A number of years ago the RSPO (Roundtable on Sustainable Palm Oil) was founded to try to tackle these unsustainable practices. In itself it sounds like a solution and now many organizations that call themselves environmental are following the food industry and are making a huge shift towards accepting palm oil as somehow being okay as long as it has been certified by the RSPO.
However, we at Masarang tend to differ. With a vast knowledge of crops and experience on the ground we can show that the Oil Palms, even the “sustainable” ones, are in no way the great solution that they are presented to be by skillful lobbyists.
Willie Smits recently wrote an article where he shows that in countries where corruption is still so prevalent certification does not ensure a sustainable nature of palm oil. Furthermore Palm oil plantations are monocultures that, because of their heavy fertilization and use of pesticides, are actuality destroying the natural biodiversity, polluting ground water and are bringing excess nutrients to the sea ( a main source of coral reef destruction). Next, the plantations hardly create jobs in areas where the local populations see their forest and main source of income disappear which creates huge social problems often leading to unsustainable practices such as logging.
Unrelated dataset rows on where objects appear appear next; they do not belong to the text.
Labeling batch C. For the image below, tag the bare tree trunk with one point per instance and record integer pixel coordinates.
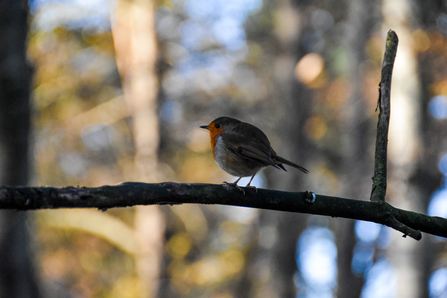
(17, 275)
(136, 53)
(404, 139)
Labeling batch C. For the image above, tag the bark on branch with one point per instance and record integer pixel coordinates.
(169, 193)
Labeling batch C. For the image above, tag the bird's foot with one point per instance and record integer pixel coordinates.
(252, 187)
(234, 185)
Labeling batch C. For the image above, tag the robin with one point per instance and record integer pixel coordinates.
(242, 149)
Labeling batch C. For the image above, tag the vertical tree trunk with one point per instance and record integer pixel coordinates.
(136, 54)
(356, 166)
(404, 139)
(17, 275)
(295, 102)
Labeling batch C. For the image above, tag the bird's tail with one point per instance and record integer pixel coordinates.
(285, 161)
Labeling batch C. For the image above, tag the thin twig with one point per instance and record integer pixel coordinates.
(379, 180)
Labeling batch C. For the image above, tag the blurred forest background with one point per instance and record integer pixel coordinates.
(100, 92)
And there are viable solutions to the problems with palm oil. There are trees, like the local Southeast Asian Illipe nut tree that can also produce high quality fats and oils while growing in natural forests or traditional mixed village forests in Kalimantan (Indonesian Borneo). Those oils used to be the main source for the local people that now have to buy increasingly expensive palm oil based cooking oil. Another solution are sugar palms that can produce lipids (via enzyme conversion). They only grows in mixed bio diverse forests and have a much higher production per hectare than the oil palm. Moreover this crop creates many local jobs, making rural communities develop in a sustainable way.
Less and less prime rainforest remains and also vulnerable species like the orangutan are threatened with extinction. There is really no time left for nature and we have to stop the current palm oil practices now. Environmental groups and the food industry should start using new technologies and alternatives immediately if they want to avoid a total tragedy for nature and life on this planet.